Veneers are suitable for
- small chips off the teeth
- disguising a mildly rotated tooth/teeth
- filling excessive gaps between the teeth
- masking mild to severe discolouration
The material used, and the degree (if any) to which the tooth may require preparatory trimming back, varies depending on the nature of the adjustment required.
We can assess your teeth, advise and discuss with you the pro’s and con’s of the different materials and approaches to veneering your teeth, and create veneers that will be the most appropriate option for your situation.
What does veneering involve?
The veneering can involve a plastic type filling material (composite resin) applied directly to the tooth in much the same way a filling is done – but often with little or no drilling, and no pain – in one appointment.
It is most suitable for small selected build up on a single tooth or a couple of teeth. It is especially useful if only part of the tooth requires veneering because it is a homogenous, generally translucent material which can closely mimic the tooth structure making allowing it to blend well without an obvious join line.

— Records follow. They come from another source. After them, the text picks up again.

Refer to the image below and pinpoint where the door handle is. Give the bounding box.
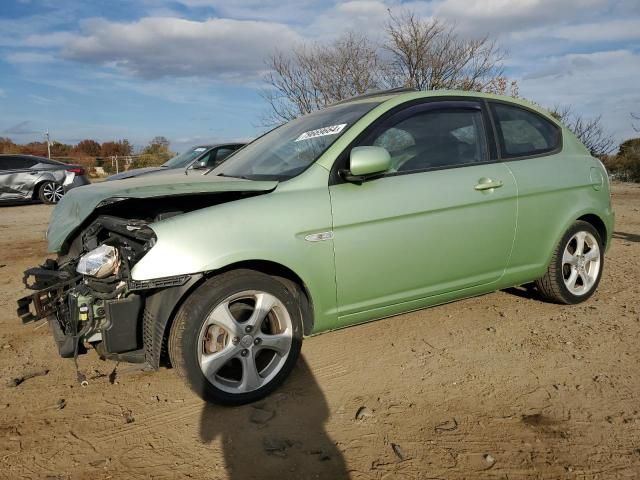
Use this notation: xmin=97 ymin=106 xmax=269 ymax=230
xmin=474 ymin=177 xmax=503 ymax=191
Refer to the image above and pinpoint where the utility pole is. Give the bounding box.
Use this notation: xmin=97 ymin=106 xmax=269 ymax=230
xmin=44 ymin=128 xmax=51 ymax=160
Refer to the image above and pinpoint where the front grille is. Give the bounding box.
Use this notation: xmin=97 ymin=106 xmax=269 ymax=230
xmin=129 ymin=275 xmax=191 ymax=290
xmin=142 ymin=308 xmax=157 ymax=365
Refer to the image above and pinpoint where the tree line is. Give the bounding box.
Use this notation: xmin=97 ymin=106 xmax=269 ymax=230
xmin=0 ymin=11 xmax=640 ymax=180
xmin=0 ymin=136 xmax=174 ymax=172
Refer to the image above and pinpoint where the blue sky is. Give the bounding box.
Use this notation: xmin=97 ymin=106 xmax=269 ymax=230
xmin=0 ymin=0 xmax=640 ymax=151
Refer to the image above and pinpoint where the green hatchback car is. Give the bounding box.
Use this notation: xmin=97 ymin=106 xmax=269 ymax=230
xmin=18 ymin=90 xmax=614 ymax=404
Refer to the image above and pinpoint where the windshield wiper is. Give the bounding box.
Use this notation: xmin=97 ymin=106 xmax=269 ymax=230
xmin=216 ymin=173 xmax=251 ymax=180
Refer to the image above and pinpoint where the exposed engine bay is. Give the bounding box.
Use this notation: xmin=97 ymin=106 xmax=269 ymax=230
xmin=18 ymin=193 xmax=250 ymax=368
xmin=18 ymin=215 xmax=155 ymax=357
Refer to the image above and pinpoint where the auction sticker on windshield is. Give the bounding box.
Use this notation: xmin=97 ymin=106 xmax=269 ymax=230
xmin=295 ymin=123 xmax=347 ymax=142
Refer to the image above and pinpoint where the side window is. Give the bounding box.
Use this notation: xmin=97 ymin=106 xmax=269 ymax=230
xmin=491 ymin=103 xmax=560 ymax=158
xmin=216 ymin=148 xmax=235 ymax=164
xmin=360 ymin=107 xmax=488 ymax=172
xmin=200 ymin=147 xmax=233 ymax=168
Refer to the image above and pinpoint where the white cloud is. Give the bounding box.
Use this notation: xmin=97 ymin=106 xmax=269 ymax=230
xmin=62 ymin=17 xmax=301 ymax=81
xmin=430 ymin=0 xmax=611 ymax=36
xmin=5 ymin=52 xmax=55 ymax=63
xmin=520 ymin=50 xmax=640 ymax=140
xmin=172 ymin=0 xmax=324 ymax=24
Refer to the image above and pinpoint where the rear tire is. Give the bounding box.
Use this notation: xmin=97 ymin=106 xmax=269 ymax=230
xmin=38 ymin=181 xmax=64 ymax=205
xmin=536 ymin=220 xmax=604 ymax=305
xmin=168 ymin=270 xmax=302 ymax=405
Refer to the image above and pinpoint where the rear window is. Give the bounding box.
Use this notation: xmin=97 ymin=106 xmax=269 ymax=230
xmin=491 ymin=103 xmax=561 ymax=158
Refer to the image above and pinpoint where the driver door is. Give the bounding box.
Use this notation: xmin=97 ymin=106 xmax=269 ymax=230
xmin=329 ymin=101 xmax=517 ymax=323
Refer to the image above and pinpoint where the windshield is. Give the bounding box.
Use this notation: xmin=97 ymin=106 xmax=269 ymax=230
xmin=162 ymin=147 xmax=208 ymax=168
xmin=212 ymin=101 xmax=380 ymax=180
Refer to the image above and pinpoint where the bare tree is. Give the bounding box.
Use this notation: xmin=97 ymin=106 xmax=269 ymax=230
xmin=550 ymin=106 xmax=616 ymax=157
xmin=261 ymin=32 xmax=380 ymax=124
xmin=261 ymin=12 xmax=510 ymax=125
xmin=383 ymin=12 xmax=505 ymax=90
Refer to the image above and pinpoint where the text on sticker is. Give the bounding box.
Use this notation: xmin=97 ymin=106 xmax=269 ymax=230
xmin=295 ymin=123 xmax=347 ymax=142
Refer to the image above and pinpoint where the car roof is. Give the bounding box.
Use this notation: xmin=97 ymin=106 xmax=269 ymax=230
xmin=334 ymin=88 xmax=561 ymax=126
xmin=0 ymin=153 xmax=55 ymax=165
xmin=191 ymin=142 xmax=247 ymax=148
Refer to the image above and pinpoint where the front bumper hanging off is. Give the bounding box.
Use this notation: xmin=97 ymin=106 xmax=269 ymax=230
xmin=17 ymin=263 xmax=202 ymax=368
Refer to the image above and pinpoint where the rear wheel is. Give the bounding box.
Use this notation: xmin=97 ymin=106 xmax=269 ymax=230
xmin=169 ymin=270 xmax=302 ymax=405
xmin=536 ymin=220 xmax=604 ymax=304
xmin=38 ymin=182 xmax=64 ymax=204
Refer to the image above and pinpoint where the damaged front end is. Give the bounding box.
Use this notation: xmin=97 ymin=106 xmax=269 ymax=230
xmin=18 ymin=215 xmax=191 ymax=364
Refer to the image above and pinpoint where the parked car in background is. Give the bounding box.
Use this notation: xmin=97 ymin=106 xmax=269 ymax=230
xmin=107 ymin=143 xmax=244 ymax=180
xmin=18 ymin=91 xmax=614 ymax=404
xmin=0 ymin=154 xmax=90 ymax=203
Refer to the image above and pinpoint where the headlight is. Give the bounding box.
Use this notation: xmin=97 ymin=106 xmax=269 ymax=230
xmin=76 ymin=245 xmax=120 ymax=278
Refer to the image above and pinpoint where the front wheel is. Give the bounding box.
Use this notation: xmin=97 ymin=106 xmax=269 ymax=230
xmin=536 ymin=220 xmax=604 ymax=304
xmin=38 ymin=182 xmax=64 ymax=204
xmin=168 ymin=270 xmax=302 ymax=405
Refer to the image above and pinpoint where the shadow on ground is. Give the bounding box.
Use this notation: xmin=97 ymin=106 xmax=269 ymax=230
xmin=502 ymin=283 xmax=540 ymax=300
xmin=200 ymin=357 xmax=349 ymax=480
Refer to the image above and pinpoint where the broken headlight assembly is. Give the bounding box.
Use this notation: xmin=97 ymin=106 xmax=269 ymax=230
xmin=76 ymin=244 xmax=120 ymax=278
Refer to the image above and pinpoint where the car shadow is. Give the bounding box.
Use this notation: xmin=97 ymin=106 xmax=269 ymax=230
xmin=502 ymin=283 xmax=540 ymax=300
xmin=613 ymin=232 xmax=640 ymax=243
xmin=200 ymin=357 xmax=349 ymax=480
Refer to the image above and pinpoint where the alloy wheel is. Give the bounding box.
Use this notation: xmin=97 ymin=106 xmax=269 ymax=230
xmin=198 ymin=290 xmax=293 ymax=394
xmin=562 ymin=231 xmax=601 ymax=296
xmin=42 ymin=182 xmax=64 ymax=203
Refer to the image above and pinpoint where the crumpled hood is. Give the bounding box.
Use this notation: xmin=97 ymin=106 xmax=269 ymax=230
xmin=47 ymin=170 xmax=278 ymax=253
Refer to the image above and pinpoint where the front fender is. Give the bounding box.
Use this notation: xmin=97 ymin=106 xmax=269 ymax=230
xmin=131 ymin=166 xmax=337 ymax=328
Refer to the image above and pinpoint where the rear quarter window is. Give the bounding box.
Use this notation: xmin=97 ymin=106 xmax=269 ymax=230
xmin=491 ymin=103 xmax=561 ymax=158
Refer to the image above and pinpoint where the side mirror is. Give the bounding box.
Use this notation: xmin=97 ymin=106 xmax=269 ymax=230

Pros and cons of using ceramic resin
Ceramic, which includes porcelain, or (composite) resin can be used to form more complex shapes by being formed indirectly (off the tooth) in the laboratory on a “plaster” model (or increasingly using CAD/CAM) which are then cemented onto the tooth or teeth using a bonding material like composite resin.
This more often is used in conjunction with greater prior reduction of the tooth surface, to accommodate a minimum thickness across the whole of each tooth surface, although still much less reduction than is need for a crown. If many/all of the front teeth require veneering to achieve a consistent appearance this will cut down on the time spent in the chair (compared to the direct method).
There are many relative advantages and disadvantages to these techniques and materials:
- ceramic is stronger and harder wearing than composite resin
- direct composite resin is the “weakest”, indirect composite resin slightly stronger, which means it will generally last longer without wearing down
- if the ceramic chips it is more difficult to repair – often requiring replacement of the entire veneer
- direct composite resin is relatively easy to repair, followed closely by indirect composite resin veneers
- ceramic potentially offers a greater degree of opacity to mask darker stains, but often at the expense of the translucency which is the hallmark of the vibrant “natural” tooth appearance
Ceramic is impervious and very colour stable, but it requires careful treatment to try and make the bonding resin “stick” to it – therefore while the veneer itself won’t stain there is a greater risk of stain getting into the join around the edge, hence the edge (or margin) of the veneer usually needs to be hidden under the gum or out of sight between the teeth which requires greater coverage and/or reduction of tooth.